Em tempos de menor formação e pior
informação era usual associar as fatalidades que assolavam os povos à
influência do demo, desculpa pronta para o difícil de explicar ou para as
nefastas opções de governantes alcandorados ao poder por hereditariedade,
desculpa que agora, em tempos de maior racionalidade, deveria soar a falso. Tão
falso quanto as que antigamente ouvíamos sobre a inexistência de alternativas
ou as que agora ouvimos quase diariamente sobre a instabilidade que nos rodeia.
Sejam as parangonas sobre a famigerada
dívida pública (invariavelmente apresentada como consequência do despesismo
desregrado e não como corolário dum sistema económico que aceitou a
financeirização a qualquer preço) ou as ameaças de terrorismo (habitualmente
associado ao extremismo islâmico, como se este não tivesse sido pacientemente
tecido, financiado e armado para assegurar a conquista ou a manutenção de zonas
de influência político-económicas), o
que importa não é a realidade, mas a percepção que dela temos... ou que os demagogos nos vendem.

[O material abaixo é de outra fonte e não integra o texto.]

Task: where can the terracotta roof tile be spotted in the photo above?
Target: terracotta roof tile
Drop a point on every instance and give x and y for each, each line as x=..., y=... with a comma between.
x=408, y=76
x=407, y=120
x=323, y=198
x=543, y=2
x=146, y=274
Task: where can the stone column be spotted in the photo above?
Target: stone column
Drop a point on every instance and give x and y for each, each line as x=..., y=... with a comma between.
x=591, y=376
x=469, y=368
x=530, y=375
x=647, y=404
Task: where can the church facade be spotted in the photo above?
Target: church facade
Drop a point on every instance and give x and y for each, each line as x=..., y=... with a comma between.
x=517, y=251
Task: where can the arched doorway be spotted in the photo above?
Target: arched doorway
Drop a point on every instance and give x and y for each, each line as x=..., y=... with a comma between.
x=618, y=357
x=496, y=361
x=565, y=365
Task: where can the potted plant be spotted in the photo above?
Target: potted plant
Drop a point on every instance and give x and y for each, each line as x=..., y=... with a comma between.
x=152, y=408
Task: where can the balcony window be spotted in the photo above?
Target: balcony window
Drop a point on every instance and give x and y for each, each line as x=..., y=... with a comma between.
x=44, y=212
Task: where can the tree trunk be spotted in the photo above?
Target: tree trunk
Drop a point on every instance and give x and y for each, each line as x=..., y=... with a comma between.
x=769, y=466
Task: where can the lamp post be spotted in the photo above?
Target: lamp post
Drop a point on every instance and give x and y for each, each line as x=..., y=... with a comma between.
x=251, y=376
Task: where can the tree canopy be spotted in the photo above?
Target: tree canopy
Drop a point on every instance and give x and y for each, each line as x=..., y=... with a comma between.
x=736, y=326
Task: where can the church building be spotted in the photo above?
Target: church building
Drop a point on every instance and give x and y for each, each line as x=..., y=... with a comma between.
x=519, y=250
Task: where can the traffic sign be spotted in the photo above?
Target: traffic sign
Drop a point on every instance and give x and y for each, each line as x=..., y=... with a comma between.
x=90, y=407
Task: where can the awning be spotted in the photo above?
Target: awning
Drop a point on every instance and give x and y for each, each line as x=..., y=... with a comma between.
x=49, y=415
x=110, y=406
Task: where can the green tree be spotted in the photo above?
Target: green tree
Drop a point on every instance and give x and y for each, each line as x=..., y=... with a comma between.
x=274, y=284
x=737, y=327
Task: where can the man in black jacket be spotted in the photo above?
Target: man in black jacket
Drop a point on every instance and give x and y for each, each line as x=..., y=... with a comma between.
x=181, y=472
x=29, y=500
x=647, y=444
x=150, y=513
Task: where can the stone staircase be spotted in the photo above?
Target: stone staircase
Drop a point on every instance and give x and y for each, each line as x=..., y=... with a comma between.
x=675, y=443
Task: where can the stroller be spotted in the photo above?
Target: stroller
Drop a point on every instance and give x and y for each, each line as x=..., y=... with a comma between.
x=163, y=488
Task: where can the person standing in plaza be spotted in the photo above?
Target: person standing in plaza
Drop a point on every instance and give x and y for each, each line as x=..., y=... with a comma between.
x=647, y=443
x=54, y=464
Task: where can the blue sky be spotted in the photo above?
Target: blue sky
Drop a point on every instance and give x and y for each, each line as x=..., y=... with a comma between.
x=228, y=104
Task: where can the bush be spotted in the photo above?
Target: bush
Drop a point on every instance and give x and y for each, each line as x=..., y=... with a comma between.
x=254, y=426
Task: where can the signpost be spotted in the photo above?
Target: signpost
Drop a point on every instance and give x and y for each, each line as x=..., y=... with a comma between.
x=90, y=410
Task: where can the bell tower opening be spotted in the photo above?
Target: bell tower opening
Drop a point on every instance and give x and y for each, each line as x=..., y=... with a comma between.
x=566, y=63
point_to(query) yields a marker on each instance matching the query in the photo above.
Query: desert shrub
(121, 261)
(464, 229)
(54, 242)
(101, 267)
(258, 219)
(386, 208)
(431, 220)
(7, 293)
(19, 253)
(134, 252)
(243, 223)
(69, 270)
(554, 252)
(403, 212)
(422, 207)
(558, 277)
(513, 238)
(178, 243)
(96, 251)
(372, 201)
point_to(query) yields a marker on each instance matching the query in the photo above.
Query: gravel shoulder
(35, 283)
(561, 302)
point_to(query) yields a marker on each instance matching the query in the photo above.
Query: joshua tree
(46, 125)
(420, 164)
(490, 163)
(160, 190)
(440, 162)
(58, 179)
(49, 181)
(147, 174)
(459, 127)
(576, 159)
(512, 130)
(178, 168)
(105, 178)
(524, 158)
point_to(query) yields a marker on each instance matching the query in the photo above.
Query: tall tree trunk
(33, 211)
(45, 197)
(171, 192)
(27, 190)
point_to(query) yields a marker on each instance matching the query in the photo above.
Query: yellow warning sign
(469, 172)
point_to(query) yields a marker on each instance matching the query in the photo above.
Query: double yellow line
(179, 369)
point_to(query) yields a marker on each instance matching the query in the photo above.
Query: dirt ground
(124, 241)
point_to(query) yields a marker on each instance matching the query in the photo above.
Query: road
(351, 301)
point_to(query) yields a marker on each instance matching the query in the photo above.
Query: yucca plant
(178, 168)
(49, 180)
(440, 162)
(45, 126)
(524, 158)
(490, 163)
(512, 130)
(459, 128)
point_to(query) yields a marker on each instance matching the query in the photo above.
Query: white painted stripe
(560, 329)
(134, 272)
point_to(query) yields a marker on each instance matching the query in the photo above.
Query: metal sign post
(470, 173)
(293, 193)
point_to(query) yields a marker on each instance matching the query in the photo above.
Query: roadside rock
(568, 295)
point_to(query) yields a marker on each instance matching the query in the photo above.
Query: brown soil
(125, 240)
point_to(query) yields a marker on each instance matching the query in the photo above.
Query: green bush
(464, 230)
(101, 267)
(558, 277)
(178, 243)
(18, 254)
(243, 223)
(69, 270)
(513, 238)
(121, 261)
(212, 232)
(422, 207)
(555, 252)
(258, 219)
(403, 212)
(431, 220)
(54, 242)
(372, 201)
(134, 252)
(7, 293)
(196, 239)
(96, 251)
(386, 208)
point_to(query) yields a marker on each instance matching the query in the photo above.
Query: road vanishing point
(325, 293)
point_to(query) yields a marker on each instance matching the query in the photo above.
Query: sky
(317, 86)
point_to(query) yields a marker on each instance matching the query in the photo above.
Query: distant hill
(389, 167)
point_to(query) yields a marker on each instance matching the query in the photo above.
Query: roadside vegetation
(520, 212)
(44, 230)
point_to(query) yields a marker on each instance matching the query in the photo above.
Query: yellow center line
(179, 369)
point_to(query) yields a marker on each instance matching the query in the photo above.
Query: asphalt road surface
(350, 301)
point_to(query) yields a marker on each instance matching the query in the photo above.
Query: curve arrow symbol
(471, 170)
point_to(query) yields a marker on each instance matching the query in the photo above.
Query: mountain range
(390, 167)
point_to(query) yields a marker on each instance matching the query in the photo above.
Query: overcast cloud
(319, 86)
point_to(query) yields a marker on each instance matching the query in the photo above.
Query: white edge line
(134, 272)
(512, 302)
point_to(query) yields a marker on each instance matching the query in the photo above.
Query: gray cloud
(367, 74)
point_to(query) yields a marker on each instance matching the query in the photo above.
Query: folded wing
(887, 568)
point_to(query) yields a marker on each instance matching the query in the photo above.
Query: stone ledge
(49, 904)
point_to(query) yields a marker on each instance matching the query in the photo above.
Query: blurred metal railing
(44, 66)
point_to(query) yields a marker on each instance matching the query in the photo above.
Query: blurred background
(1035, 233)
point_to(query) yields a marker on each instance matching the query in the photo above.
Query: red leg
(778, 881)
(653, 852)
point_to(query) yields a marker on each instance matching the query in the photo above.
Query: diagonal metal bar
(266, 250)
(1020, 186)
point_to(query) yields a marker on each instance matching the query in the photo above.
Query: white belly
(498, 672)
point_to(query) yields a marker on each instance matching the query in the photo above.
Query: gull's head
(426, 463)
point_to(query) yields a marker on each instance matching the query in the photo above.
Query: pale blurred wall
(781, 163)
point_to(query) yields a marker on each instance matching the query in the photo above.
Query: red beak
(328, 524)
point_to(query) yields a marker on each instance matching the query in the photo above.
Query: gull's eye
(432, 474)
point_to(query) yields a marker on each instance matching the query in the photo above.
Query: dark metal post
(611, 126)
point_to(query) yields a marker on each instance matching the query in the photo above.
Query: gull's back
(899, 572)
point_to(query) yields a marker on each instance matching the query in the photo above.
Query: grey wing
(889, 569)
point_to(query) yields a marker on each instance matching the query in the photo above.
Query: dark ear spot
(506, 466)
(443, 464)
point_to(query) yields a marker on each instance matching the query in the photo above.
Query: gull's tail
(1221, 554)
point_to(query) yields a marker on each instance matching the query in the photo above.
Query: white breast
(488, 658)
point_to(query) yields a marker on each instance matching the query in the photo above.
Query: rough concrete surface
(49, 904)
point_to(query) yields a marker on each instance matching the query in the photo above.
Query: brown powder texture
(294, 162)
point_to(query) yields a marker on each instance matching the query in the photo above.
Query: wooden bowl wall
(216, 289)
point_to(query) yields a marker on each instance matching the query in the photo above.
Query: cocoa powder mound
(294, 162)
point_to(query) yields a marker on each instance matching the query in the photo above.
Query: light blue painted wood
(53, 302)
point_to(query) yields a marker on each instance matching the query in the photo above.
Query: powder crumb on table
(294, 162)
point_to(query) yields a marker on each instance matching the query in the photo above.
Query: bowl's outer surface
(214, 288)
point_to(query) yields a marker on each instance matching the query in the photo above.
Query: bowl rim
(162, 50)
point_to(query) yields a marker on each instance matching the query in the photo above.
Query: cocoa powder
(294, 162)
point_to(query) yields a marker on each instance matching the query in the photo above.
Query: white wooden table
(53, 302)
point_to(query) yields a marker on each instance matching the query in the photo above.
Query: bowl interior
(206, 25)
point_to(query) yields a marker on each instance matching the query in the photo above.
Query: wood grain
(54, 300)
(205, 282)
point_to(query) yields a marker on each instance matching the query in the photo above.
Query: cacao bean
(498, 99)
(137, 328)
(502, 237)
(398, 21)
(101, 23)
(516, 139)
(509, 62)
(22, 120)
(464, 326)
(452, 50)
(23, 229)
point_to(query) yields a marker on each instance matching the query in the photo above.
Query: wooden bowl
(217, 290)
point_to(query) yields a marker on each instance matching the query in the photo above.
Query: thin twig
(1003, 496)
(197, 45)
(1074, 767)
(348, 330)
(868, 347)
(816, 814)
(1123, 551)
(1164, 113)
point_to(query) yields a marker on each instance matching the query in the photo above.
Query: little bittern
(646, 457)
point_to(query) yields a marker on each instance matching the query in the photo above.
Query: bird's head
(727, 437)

Entrámos no campo ideal do populismo onde alguém apresenta algumas verdades aceites
pela generalidade, mas de cuja enunciação duma forma incorrecta, resulta o seu
reconhecimento como o novo salvador. E o que ultimamente não tem faltado por aí
é quem se arrogue esse papel, prometendo o alívio de todos os males e apontando
nos outros – nos estrangeiros, nos de cor, de ideias ou de credos diferentes –
os responsáveis pela atribulada conjuntura que vivemos, nunca na conjugação dos
interesses económicos e políticos que conduziram as sociedades à beira do
abismo que eles próprios anunciam.
A crescente vaga de populismo não é um
fenómeno novo nem inexplicável; deriva da sensação de insegurança – real ou
fictícia – e do medo a ela associada e está a ser especialmente explorada por
sectores políticos que oportunisticamente surgem em períodos de crise; veja-se
o que aconteceu no primeiro quartel do século passado quando bem preparadas
máquinas de propaganda conduziram ao poder líderes populistas que rapidamente
transformaram em autoritarismo cego a democracia que lhes permitira a
existência.
A História pode não se repetir, mas
poucos duvidam da semelhança entre os aflitivos tempos da Grande Depressão e
aqueles que hoje vivem as economias ocidentais (onde uma mal compreendida crise
financeira representou apenas o primeiro sinal duma crise sistémica cuja
evidência continua a ser negada, logo deficientemente enfrentada) e na qual a
cidadania foi reduzida à mera figura de estilo das regulares votações. A
conjugação de múltiplos factores, como a crise económica e social, expressa na
forte destruição de emprego e no fraco crescimento das economias ocidentais, a
alienação dos cidadãos face à política e a demagogia de pacotilha das promessas
fáceis e da vilanização dos estrangeiros está a conduzir as democracias para um
populismo que não pode acabar senão num novo totalitarismo.